The volume Anthropology and Economic Behavior: Homo Œconomicus versus Homo Reciprocans concludes the series of collective works published under the generic title of Philosophy and Economics. The research project with the same name began in 2015 and resulted in the publication, at the ASE Publishing House, of four collective volumes: Philosophy and Economics.1. Contemporary Themes and Realities (2015); Philosophy and Economics.2. Economic Ethics and Rationality (2016); Philosophy and Economics.3. Meanings of Utility in the Socio-Human Sciences (2017) and Philosophy and Economics.4.Axiological Themes of Economic Behavior (2018). Volumes that have already seen the light of the pattern are the result of the fundamental research carried out by the members of the Research Center of the Department of Philosophy, Social, and Human Sciences of the Academy of Economic Studies in collaboration with the researchers of the Institute of Philosophy and Psychology "Constantin Rădulescu-Motru" of the Romanian Academy, headed by the academician Alexandru Surdu, Vice-President of the Romanian Academy.
Volume V of the Philosophy and Economics Series is a plea for reconsidering the theoretical validity of the profile of economic man promoted by the mainstream economics. Economic rationality based on the concept of Homo Œconomicus (conceived as an isolated individual, devoid of affection, concerned with maximizing self-interest following his utilitarian calculation of costs and profit) has for a long time been the subject of numerous criticisms. Current objections combine the substance of philosophical analyses with the results of economic science to underlines the necessity of reassessing methodological horizons. The mere adjustment of the Homo Œconomicus paradigm by forcibly adding the elements ignored by the previous theory (motivations, values, etc.) has proved ineffective and has imposed the need to identify a more complex explanatory scheme, which will capitalize and integrate anthropological-philosophical and socio-psychological reflections on the intrinsic relational dimension of human nature.

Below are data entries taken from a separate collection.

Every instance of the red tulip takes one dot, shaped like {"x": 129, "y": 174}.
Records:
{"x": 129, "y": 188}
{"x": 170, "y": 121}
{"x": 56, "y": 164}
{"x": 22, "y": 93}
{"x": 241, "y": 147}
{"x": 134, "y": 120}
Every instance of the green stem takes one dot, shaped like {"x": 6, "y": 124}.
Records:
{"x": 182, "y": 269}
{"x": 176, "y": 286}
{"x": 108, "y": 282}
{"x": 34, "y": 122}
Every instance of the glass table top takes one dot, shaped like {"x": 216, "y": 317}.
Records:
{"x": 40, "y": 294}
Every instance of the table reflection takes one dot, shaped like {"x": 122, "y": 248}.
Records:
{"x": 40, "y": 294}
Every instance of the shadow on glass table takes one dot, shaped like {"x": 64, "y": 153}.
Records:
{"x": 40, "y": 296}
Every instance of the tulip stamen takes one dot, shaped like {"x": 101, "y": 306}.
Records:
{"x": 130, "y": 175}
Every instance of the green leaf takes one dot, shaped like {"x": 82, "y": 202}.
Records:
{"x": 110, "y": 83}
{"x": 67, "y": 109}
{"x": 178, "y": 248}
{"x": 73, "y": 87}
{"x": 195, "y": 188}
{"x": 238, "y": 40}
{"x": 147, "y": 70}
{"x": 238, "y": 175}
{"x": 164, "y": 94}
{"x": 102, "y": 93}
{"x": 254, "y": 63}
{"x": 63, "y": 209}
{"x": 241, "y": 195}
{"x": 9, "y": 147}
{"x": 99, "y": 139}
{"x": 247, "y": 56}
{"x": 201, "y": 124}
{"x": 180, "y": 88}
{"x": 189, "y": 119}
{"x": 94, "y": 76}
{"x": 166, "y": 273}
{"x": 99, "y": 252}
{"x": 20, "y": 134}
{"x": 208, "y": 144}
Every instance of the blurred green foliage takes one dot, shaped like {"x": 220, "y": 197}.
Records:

In heterodox economic discourse in recent decades, the deficient paradigm of Homo Œconomicus has been progressively substituted by the ones more "real": Homo Reciprocans, Homo Donatur or Homo Religiosus. In prolonging the criticisms to date in the literature, the studies gathered in this volume propose the delimitation, analysis, and criticism of the Homo Œconomicus paradigm from the perspective of distinct approaches (sometimes provocative) subsumed to economic and cultural anthropology, behavioral economics, institutional economics, political economy, and ecological economics.